Closed Loop chief executive Rob Pascoe said the initiative could boost the group’s $30 million
annual turnover by one­third across the next five years.

“The primary involvement from us will be managing people’s resources, which is what we call the
waste. That is how we will get our income. But we would expect that this would be a $10m
business just with the city restaurants in Australia within five years,” he told The Australian.

Closed Loop’s domestic composting unit known as CLO’ey converts food waste, including meat
and dairy, into compost in just 24 hours, using heating, agitation and airflow. It is hygienic and
odour­free. Units are sold at stores such as the Woolworths­backed Masters Hardware, but they
cost more than $800 

“The biggest issue facing the world today is feeding the world. The next big thing is going to be
about focusing on food. We are very proactively developing now, with our customers, organics
processing on site.

“Any venue doesn’t need to have waste. You can save a lot of money setting up a recycling
program and having on­site organic processing,” Mr Pascoe said.

“In 10 years, I believe an in­kitchen composting unit that doesn’t smell will be just as essential as a
dishwasher.”

He said the key to more successful recycling was in specifying the inputs into the process. “Instead
of looking at recycling from the point of view of trying to recover a whole lot of waste, sort it out
and find markets for it, make products in the first place out of materials that you want back
because they have a value, then recycling will happen very quickly,” he said.

Closed Loop first came to national prominence at the Sydney Olympics, where it worked with
organisers to ensure all waste from the events was split and recycled.

The company still has a deal with the Olympic stadium at Homebush and has extended similar
deals to the Melbourne Cricket Ground and Etihad Stadium in the Melbourne Docklands.
In 2001 it started doing recycling work for Qantas and introduced the famed “box meals”, which
revolutionised the way the airline delivered onboard meals.

Now it is working on a new initiative with the airline that it calls “the world’s largest recycling
challenge”.

“This is about being able to put a product on a plane (and) take it off on the other side of the world
and recycle it,” Mr Pascoe said.

“We want to set up collection systems at every airport Qantas flies to in the world.”
The group has two full­time employees that work with the airline.

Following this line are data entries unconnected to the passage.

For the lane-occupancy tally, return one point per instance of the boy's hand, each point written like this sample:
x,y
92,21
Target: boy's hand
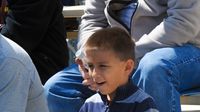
x,y
87,80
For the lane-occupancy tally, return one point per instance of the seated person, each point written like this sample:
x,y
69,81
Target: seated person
x,y
38,27
20,87
108,56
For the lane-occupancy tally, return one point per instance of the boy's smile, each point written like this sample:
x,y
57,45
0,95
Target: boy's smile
x,y
106,69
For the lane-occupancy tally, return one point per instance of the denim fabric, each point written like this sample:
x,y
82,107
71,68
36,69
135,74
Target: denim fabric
x,y
164,73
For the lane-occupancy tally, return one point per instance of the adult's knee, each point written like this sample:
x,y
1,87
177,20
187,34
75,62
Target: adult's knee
x,y
152,69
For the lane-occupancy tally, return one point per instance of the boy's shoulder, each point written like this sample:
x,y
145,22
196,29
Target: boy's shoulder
x,y
96,98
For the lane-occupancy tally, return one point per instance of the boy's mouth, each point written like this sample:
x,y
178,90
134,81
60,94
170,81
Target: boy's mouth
x,y
100,83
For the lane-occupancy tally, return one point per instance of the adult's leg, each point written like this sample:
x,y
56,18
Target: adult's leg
x,y
65,91
167,72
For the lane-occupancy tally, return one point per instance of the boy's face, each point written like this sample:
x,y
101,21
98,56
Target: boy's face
x,y
106,69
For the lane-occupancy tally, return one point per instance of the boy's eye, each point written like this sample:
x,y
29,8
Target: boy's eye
x,y
103,66
90,66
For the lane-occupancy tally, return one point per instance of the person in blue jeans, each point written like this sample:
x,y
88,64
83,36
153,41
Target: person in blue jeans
x,y
167,39
21,89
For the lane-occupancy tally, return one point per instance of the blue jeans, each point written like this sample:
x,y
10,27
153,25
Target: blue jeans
x,y
164,73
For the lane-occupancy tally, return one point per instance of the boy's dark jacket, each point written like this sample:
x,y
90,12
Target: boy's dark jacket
x,y
37,26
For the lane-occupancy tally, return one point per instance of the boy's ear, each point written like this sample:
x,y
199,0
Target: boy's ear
x,y
129,66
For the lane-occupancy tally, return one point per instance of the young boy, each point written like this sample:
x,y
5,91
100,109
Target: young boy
x,y
109,58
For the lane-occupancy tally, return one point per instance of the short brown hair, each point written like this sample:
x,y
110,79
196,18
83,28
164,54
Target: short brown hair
x,y
115,39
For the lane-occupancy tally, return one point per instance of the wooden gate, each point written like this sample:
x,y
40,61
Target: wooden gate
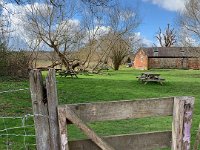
x,y
49,133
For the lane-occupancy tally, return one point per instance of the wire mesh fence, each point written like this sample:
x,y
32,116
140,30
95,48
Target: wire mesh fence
x,y
17,133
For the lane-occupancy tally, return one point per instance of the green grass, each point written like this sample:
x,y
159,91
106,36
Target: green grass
x,y
111,85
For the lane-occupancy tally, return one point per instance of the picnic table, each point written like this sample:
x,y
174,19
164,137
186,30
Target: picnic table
x,y
146,77
68,72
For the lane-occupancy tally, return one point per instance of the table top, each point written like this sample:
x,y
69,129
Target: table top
x,y
150,73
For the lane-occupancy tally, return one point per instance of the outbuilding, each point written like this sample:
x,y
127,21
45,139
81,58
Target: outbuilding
x,y
167,58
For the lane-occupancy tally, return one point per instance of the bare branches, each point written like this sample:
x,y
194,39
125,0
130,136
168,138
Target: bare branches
x,y
190,18
168,38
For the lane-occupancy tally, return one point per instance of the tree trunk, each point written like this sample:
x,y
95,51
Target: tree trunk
x,y
62,57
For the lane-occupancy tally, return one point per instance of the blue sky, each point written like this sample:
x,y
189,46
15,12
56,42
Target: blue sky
x,y
155,14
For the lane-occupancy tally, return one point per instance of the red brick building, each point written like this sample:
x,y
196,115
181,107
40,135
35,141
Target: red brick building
x,y
167,58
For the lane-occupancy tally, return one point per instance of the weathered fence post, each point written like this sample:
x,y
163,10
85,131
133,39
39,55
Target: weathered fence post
x,y
63,132
182,121
40,111
52,100
197,140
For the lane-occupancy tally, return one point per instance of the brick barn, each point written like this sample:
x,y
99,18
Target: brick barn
x,y
167,58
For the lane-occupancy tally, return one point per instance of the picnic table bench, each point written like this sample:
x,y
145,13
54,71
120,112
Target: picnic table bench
x,y
68,72
150,77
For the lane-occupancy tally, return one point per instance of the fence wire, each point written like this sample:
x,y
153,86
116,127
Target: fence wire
x,y
18,133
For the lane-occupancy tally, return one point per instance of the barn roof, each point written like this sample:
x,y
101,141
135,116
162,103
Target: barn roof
x,y
172,51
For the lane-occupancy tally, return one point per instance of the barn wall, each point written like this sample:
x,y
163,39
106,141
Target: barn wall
x,y
141,61
174,63
194,63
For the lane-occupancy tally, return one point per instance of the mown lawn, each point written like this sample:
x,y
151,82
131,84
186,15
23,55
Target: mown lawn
x,y
111,85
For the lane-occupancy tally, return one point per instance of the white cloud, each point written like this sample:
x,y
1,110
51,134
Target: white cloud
x,y
97,32
171,5
143,40
18,22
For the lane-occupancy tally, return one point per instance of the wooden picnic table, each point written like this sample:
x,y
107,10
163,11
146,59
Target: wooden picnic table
x,y
146,77
68,72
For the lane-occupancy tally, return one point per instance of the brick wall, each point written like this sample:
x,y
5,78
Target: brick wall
x,y
194,63
174,63
141,61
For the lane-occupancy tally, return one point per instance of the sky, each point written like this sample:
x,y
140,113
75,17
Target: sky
x,y
153,14
156,14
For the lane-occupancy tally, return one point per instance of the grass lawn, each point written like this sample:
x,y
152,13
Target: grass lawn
x,y
111,85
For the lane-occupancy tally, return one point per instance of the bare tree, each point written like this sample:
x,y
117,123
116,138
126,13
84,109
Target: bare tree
x,y
189,19
168,38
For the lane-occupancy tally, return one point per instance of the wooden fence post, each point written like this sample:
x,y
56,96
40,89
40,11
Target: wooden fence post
x,y
40,111
182,121
197,140
63,132
52,100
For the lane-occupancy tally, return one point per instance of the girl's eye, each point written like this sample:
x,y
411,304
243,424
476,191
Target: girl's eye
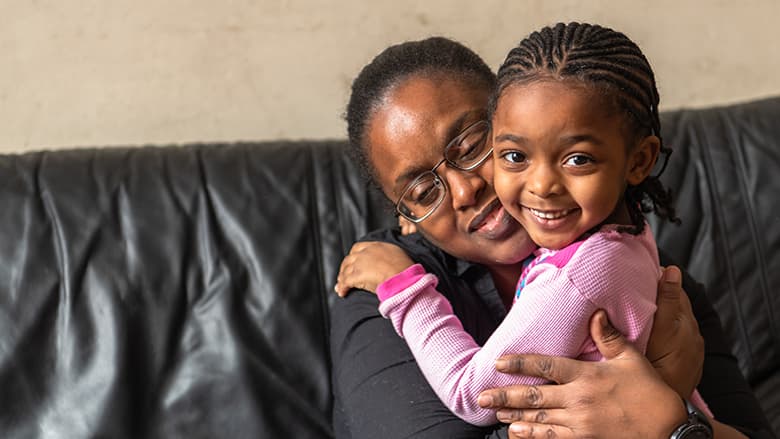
x,y
578,160
514,157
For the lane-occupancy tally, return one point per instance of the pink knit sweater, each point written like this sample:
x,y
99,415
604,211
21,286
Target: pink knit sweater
x,y
614,271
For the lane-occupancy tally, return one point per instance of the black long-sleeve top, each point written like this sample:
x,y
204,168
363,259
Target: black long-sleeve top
x,y
380,392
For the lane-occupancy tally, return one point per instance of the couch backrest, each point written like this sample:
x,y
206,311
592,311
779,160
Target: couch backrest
x,y
183,291
173,292
725,173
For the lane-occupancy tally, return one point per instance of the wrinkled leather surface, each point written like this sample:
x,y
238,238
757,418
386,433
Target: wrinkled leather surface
x,y
183,291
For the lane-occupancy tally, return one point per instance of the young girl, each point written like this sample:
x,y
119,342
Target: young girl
x,y
575,136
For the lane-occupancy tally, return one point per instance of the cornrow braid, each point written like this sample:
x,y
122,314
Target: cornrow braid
x,y
428,57
616,67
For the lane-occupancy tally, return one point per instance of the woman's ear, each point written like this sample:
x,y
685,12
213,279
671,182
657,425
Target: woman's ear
x,y
407,227
641,159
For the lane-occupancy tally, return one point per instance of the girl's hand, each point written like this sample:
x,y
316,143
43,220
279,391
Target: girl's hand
x,y
676,348
368,264
407,227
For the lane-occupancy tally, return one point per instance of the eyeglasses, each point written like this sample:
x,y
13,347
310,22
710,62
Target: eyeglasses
x,y
465,152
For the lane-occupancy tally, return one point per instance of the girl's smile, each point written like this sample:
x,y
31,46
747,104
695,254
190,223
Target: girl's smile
x,y
562,159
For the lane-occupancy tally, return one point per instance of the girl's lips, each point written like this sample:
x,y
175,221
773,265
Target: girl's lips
x,y
550,219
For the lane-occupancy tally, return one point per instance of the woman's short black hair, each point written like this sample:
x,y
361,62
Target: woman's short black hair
x,y
429,57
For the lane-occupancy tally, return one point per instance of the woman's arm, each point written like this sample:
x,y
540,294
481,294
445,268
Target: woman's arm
x,y
379,391
622,373
550,316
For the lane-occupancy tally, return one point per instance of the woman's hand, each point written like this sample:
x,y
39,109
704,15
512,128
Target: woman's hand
x,y
676,348
622,396
368,264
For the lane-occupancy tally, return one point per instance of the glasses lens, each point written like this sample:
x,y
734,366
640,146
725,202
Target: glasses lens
x,y
470,148
421,197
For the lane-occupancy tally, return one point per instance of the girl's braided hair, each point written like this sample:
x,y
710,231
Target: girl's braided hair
x,y
615,66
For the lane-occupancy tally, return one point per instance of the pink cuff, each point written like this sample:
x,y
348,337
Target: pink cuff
x,y
400,282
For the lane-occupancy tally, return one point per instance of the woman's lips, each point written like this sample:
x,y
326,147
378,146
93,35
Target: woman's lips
x,y
493,222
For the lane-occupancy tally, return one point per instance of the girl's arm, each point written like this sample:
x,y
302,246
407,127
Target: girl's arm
x,y
550,317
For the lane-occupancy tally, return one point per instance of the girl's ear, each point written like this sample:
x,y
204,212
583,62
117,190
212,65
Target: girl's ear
x,y
641,159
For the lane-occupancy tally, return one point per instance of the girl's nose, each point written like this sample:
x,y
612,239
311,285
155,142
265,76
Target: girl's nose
x,y
542,181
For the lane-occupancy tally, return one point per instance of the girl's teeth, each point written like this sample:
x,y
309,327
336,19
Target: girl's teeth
x,y
550,215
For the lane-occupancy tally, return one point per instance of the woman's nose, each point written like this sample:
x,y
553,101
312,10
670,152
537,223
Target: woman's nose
x,y
465,187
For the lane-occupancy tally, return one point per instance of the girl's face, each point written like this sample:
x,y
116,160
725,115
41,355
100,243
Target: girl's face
x,y
562,160
407,135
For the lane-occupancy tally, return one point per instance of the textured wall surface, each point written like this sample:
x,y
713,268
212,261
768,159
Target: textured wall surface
x,y
94,73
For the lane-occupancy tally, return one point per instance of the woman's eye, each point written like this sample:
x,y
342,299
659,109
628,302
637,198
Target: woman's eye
x,y
514,157
578,160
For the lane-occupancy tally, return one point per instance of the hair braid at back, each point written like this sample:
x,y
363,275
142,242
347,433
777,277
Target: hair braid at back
x,y
613,64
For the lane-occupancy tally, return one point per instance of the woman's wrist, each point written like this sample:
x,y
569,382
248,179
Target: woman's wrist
x,y
723,431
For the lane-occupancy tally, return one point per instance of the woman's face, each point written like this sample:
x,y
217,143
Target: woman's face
x,y
407,135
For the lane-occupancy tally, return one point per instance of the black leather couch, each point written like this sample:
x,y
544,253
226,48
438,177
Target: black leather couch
x,y
184,291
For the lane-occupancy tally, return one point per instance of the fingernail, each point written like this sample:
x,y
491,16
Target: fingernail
x,y
671,276
604,321
485,400
516,428
504,416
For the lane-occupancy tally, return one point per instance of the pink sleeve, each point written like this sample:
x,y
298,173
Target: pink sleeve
x,y
550,317
456,367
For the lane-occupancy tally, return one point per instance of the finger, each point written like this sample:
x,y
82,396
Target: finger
x,y
609,341
523,430
523,397
669,295
538,416
557,369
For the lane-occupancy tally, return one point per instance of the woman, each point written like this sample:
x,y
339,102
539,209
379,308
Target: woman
x,y
405,109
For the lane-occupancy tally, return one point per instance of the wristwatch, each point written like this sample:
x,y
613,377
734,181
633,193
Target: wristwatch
x,y
696,427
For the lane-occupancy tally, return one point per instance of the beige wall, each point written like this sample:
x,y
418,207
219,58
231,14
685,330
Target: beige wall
x,y
98,72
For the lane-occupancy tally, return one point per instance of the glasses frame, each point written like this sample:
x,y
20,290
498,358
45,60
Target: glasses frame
x,y
437,179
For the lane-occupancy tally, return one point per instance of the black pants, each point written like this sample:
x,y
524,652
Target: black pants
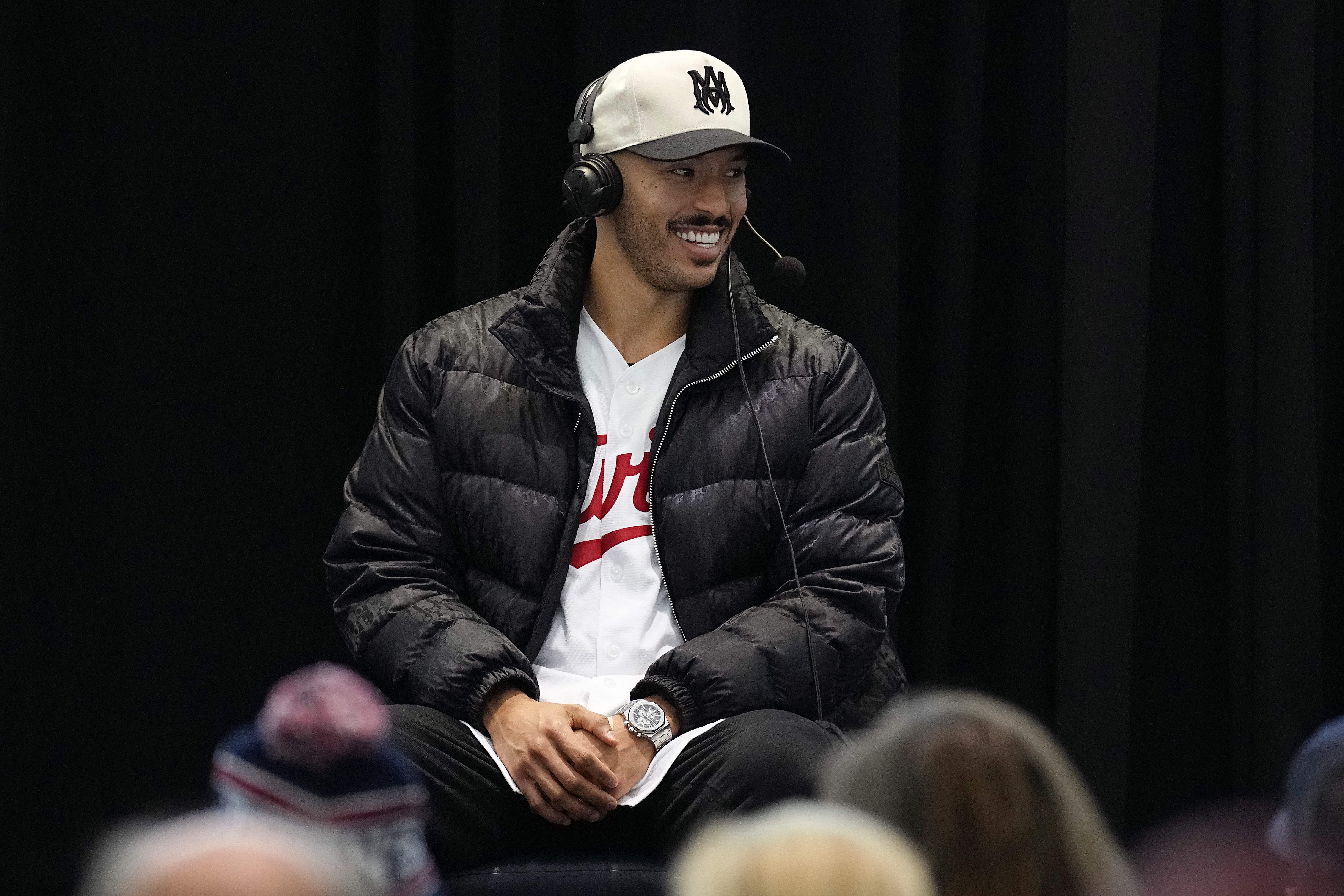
x,y
742,763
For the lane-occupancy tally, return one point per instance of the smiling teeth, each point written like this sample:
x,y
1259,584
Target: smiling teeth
x,y
699,238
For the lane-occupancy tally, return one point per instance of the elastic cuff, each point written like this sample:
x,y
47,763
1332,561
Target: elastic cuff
x,y
490,684
677,694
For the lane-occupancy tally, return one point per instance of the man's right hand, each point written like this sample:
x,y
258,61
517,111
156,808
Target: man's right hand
x,y
560,772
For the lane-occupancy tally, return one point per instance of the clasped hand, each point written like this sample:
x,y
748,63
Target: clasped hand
x,y
570,762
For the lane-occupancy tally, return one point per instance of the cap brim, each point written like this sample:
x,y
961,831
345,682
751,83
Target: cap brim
x,y
695,143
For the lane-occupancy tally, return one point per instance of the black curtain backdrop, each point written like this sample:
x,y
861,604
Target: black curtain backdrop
x,y
1092,250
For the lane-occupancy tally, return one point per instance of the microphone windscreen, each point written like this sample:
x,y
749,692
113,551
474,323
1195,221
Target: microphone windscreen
x,y
789,272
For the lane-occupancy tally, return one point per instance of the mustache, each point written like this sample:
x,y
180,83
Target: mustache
x,y
701,221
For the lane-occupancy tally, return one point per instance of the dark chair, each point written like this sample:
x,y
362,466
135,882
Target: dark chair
x,y
615,875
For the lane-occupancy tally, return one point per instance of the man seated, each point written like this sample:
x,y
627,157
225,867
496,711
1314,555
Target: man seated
x,y
562,550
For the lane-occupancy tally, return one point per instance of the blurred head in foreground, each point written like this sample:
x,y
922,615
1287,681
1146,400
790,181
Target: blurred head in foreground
x,y
208,855
988,796
1308,832
802,850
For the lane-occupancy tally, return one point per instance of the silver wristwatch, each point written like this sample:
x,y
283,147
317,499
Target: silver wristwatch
x,y
646,719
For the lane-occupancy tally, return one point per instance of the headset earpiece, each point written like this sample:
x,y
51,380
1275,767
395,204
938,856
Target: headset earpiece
x,y
592,187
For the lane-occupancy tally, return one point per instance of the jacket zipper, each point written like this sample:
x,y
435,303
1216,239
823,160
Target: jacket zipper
x,y
579,484
654,467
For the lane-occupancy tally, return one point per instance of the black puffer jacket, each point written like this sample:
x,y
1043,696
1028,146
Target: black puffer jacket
x,y
448,563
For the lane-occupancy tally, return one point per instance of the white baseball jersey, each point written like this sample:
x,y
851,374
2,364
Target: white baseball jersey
x,y
615,616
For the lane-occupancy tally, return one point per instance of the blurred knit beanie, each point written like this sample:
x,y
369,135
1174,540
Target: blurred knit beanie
x,y
319,758
1308,831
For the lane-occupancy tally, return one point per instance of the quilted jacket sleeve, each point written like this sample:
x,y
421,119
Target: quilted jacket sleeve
x,y
392,572
843,516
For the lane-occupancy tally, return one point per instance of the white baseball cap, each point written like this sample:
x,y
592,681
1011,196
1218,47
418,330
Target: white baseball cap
x,y
671,105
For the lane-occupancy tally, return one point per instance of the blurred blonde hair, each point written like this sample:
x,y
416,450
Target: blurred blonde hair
x,y
802,850
988,796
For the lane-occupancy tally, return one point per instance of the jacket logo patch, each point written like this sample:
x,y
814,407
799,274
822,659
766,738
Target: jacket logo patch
x,y
710,89
888,475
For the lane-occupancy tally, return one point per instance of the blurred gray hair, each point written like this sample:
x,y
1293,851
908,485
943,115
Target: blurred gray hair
x,y
888,773
802,848
136,852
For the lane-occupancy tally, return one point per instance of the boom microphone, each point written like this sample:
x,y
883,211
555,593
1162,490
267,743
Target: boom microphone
x,y
788,271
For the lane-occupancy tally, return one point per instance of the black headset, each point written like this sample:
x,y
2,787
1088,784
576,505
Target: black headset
x,y
592,186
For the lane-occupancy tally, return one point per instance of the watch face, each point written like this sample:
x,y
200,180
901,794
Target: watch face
x,y
646,716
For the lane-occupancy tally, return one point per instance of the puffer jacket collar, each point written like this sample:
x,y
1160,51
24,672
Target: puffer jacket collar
x,y
541,328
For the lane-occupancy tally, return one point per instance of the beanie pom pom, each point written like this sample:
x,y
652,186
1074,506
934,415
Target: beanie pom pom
x,y
322,715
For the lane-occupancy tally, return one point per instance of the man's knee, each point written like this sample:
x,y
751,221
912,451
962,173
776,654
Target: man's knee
x,y
777,751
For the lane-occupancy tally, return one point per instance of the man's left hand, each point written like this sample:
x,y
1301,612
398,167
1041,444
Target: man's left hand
x,y
631,756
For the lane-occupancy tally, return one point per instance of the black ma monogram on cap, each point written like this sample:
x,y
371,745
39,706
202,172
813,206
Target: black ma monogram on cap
x,y
710,90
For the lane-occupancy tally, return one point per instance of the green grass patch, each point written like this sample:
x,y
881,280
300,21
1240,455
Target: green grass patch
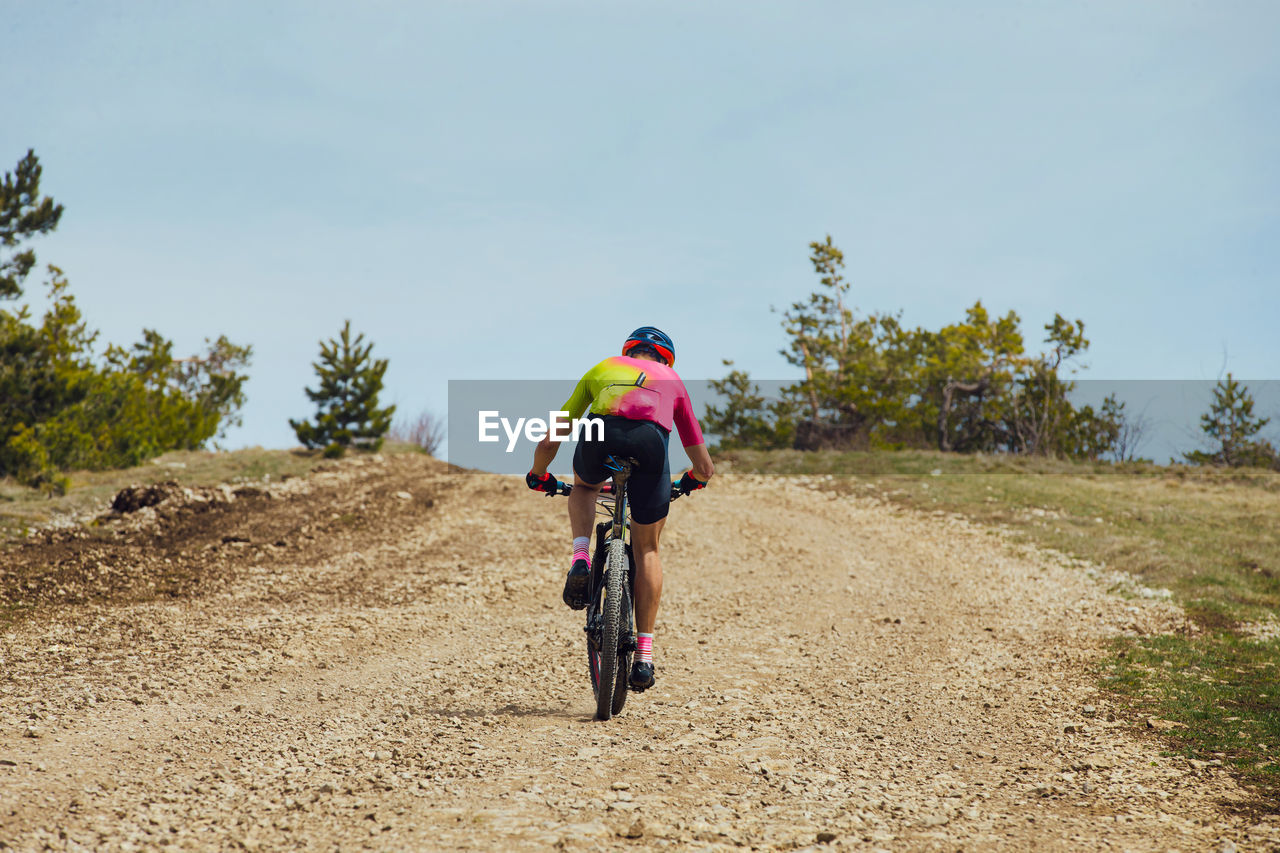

This year Closed Loop’s British business has also worked in partnership with Heathrow airport to
undertake an audit of waste at the world’s largest international airport, as part of its ongoing
sustainability review.

The results are set to change the way the aviation sector views waste; from a significant cost and
into a valuable revenue stream.

The company currently does recycling for 11 airlines that fly in to Heathrow and also recycles
waste from the terminals.

Closed Loop, of which Mr Geminder is a 25 per cent shareholder and a director, was spun out of
Visy in 2001.

A year later when Mr Geminder led a management buyout of the industrial packaging assets
acquired by Visy from Southcorp, he acquired Visy’s interest in Closed Loop.

Those industrial packaging assets formed the centrepiece of Pact Group, owned by Mr Geminder
and his wife, Fiona ­­ daughter of the late Richard Pratt. After making a string of acquisitions over
the past decade, Pact is now a $1.3 billion enterprise, while Ms Geminder also owns a one­third
stake in Visy.

“We have four or five board meetings a year and Ruffy would come to almost every one,” Mr
Pascoe said.

“He is very active in the meetings. He is very interested in the business, albeit he is not hands­on.
“We have a large media production arm with which we do a lot of work for Pact. We buy some
packaging product from Pact.

“We also do work with Visy and buy product from Visy. We have maintained a great relationship
with Visy through (its executive chairman) Anthony Pratt.”

Visy and Pact are competing more aggressively in key parts of the packaging market but Mr
Pascoe said he had managed to maintain a good relationship with both. “I don’t talk to one about
the other. Anthony is patently aware that Ruffy is a shareholder in our business but he knows he is not involved in the day­to­day running of the business. It works well for me.”